ACW Gamer07 Jan 2014 3:25 p.m. PST

I am revamping some 22 year old rules. I am planning on doing them in digital format. My thought is to lay the rules out in "portrait (Vertical)" but the reference charts in "land scape."

How do you like your digital rules to be laid out?

MajorB07 Jan 2014 3:59 p.m. PST

Not sure what "digital format" you are planning to use, but I wouldn't recommend using both portrait and landscape. Nothing more annoying than having to turn the page through 90deg to read it.

Fried Flintstone07 Jan 2014 5:03 p.m. PST

Personally my ipad lives in landscape mode – and if you are looking at iBooks (which has much better layout capabilities than Kindle) you get the most control that way …

You might find something useful here ibooksauthortips.net

ACW Gamer07 Jan 2014 8:29 p.m. PST

Thanks all, good insight. Teppsta, thanks for the reference!

Brave New World and all that.

Personal logo Extra Crispy Sponsoring Member of TMP08 Jan 2014 6:37 a.m. PST

Also, if the page is 90 degrees to the rest of the book you have to turn off the reorientation in your hardware otherwise turning the iPad just has the software "rotate" the page. Not sure they would ver be readable (tho anyone playing would print them out but stilll)

Andy ONeill08 Jan 2014 12:27 p.m. PST

I'm posting from a nook hd in landscape mode.
The price of 7 or 8 inch android tablets will likely tell over the next couple of years. £69.00 GBP for the one my brother bought in november.

The Traveling Turk08 Jan 2014 2:23 p.m. PST

I was brought up cold recently when I decided to do an e-format game book. I was astonished at how much work was involved.

First, all the different tablets use different page sizes. So you have to do a layout that works for all of them, or do three or four different layouts. (There are lots of online tutorials for how to do this, using the various page layout apps like Adobe In-Design or Quark.)

Second, rulebooks require text and graphics to hang together closely (so that the section on "rolling to hit" is right next to the illustration showing how it's done….) But that's very hard to do in e-text, because the text automatically scales and flows depending upon the zoom that the reader uses. So you have to "anchor" all graphics to certain bits of text (see problem #1 above for doing this in three different formats), and then make sure that when it flows that way, it doesn't get discombobulated from some other graphic.

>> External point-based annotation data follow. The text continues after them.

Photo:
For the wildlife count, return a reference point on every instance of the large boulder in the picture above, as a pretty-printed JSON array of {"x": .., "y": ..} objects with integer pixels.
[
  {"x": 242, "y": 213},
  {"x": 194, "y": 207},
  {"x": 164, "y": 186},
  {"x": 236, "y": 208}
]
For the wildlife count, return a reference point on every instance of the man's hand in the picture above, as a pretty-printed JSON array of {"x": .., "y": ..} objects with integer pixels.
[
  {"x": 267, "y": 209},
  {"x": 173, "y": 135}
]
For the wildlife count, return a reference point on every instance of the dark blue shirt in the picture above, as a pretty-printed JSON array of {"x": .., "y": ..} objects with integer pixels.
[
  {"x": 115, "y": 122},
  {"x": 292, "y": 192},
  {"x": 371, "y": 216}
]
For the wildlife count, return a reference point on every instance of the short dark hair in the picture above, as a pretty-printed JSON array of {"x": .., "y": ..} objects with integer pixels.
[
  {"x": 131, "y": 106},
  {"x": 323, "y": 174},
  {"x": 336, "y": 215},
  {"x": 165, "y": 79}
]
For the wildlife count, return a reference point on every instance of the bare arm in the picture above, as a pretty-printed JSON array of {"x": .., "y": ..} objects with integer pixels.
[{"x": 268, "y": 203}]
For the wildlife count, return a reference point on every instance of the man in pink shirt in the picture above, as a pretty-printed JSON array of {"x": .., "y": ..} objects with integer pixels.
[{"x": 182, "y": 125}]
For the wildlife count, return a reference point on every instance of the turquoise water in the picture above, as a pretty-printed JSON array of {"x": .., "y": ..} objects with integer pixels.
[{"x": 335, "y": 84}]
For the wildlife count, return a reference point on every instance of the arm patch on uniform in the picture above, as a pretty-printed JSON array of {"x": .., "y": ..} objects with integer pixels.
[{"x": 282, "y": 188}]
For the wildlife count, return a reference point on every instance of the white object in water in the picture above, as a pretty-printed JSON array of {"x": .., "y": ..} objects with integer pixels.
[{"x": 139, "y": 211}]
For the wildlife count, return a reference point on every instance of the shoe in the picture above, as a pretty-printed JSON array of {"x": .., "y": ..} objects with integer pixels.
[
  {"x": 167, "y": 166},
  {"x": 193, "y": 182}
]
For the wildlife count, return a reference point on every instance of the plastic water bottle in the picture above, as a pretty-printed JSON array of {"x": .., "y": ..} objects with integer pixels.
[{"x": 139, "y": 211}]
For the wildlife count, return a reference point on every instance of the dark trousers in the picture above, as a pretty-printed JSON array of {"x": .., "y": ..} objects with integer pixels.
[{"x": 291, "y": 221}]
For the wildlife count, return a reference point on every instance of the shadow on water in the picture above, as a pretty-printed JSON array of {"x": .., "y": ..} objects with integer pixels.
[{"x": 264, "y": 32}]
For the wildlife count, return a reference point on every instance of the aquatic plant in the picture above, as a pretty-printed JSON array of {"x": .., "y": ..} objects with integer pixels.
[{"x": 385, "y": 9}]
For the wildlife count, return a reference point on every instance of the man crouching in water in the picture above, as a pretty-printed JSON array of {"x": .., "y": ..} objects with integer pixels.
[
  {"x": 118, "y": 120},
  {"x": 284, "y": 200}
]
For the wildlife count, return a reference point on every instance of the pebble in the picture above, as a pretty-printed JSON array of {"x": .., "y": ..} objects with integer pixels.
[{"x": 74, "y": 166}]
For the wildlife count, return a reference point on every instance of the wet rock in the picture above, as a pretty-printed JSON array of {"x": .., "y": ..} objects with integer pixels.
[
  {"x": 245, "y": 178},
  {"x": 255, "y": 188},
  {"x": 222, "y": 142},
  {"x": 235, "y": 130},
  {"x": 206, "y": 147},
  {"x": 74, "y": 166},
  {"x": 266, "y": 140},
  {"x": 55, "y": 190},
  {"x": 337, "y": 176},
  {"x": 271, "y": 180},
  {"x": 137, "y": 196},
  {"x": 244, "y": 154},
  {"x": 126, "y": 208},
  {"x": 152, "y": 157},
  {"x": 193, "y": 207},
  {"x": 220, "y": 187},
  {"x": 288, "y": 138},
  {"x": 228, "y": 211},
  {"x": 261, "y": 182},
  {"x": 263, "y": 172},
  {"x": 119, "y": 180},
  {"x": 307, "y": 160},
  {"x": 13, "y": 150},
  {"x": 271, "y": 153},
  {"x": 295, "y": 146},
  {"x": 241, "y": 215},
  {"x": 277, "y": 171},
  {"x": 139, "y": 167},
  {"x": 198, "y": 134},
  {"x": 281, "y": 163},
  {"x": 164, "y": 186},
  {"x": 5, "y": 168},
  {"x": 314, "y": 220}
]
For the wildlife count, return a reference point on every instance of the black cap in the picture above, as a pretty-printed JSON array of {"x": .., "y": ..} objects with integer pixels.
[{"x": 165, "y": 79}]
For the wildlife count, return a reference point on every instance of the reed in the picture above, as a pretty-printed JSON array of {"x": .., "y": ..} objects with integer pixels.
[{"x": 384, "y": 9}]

Third, if you try to get around all of that by just doing a "Smart PDF" (i.e., an interactive PDF with links, etc.) then you still need to make sure that your smart features work in the different formats. I created some buttons that worked great when read on a computer screen, but didn't work at all when my wife tested them on her iPad.

In short, it's a pain in the ass. Doing layout for old fashioned books is actually a lot easier.

(And books don't require you to give 30% of your profits to the Apple Store, for the privilege of using their format!)

Steve6408 Jan 2014 8:57 p.m. PST

+1 what Sam said. Its not as easy as it looks, and a level or 2 harder than publishing for print.

I would seriously recommend using a "reactive layout" for any digital format publication. That is, the layout of the content re-formats itself to suit the changing orientation of the device, or viewed on any of the huge variety of devices that might be used to read it.

When creating digital content, you cannot afford to make assumptions about what sort of device is going to be used, or how the reader is going to use it.

Thankfully, there are some really well thought out tools / libraries and things that do 90% of the hard work for you. (and they are all free / opensource too).

Tools along the lines of twitter bootstrap, or any of the modern HTML layout libs are worth getting used to.

Publish in HTML5 format, and dont waste time messing with proprietary rubbish like the Apple Store, and life becomes so much simpler.